Além de Teixeira, vão disputar a eleição o atual presidente do PT, Rui Falcão, que tem o apoio das correntes majoritárias do partido, além de Markus Sokol, Renato Simões, Serge Goulart e Valter Pomar.

"Politizamos o debate interno, tivemos a ousadia de querer mudar o PT! Agora, precisamos garantir que a democracia das urnas prevaleça e que represente a grandeza do nosso partido. As tarefas agora são: mobilização, fiscalização e apuração!", afirma um trecho da cartilha. O material é intitulada "13 orientações para a fiscalização militante".

No item onze do documento, os integrantes da corrente alertam: "O recurso de uma ata que foi fraudada deve ser feito imediatamente. Pouca coisa pode ser feita depois do resultado".

Há também orientações sobre o horário de chegada e saída dos militantes e em relação à possíveis "tumultos" criado pelos próprios petistas no dia da votação. "No local onde teremos grande votação, é preciso garantir um bom acompanhamento. Ter bastante material e não deixar que alguma chapa crie tumultos que impeçam a votação".

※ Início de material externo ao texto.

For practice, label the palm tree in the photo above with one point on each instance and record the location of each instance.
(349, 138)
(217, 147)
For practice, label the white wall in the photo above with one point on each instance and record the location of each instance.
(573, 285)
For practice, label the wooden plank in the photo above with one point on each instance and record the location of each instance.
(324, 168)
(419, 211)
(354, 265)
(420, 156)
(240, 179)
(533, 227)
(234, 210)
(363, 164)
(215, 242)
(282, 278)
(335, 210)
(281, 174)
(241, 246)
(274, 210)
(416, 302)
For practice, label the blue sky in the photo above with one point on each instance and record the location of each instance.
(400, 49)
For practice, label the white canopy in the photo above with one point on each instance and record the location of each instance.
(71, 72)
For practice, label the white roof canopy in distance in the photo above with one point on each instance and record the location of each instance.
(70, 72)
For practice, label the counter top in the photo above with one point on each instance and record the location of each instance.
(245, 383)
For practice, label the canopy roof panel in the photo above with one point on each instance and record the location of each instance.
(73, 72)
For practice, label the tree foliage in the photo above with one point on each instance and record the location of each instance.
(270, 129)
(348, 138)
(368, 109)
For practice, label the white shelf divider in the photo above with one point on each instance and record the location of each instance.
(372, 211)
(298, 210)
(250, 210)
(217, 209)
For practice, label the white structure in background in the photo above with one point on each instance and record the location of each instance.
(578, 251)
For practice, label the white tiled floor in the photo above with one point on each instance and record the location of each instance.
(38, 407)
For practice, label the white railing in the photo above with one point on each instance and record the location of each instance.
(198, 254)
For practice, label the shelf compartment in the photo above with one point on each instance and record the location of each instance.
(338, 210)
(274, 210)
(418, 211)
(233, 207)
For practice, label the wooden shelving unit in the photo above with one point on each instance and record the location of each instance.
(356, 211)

A corrente Mensagem ao Partido, que tem entre seus idealizadores o governador do Rio Grande do Sul, Tarso Genro, também pede para os apoiadores ficarem atentos ao transporte de filiados no dia da votação.

"De acordo com o Regulamento do PED (Processo de Eleições Diretas), somente será permitido transporte de filiados quando promovido exclusivamente pela instância partidária. Fique atento ao fiscalizar!", diz trecho do documento.

No início de setembro, o deputado federal Henrique Fontana (PT-RS), da Mensagem ao Partido, acusou a direção da legenda de compra de votos para a reeleição de Falcão. Segundo ele, milhares de filiados passaram a estar aptos a votarem na eleição de novembro após o pagamento de antigas dívidas feitas de forma suspeita - só pode votar quem está em dia com o partido. O grupo de Falcão rechaçou a acusação do colega.

Quem vencer a eleição em novembro terá mandato de quatro anos - estará à frente do partido na eleição presidencial de 2014.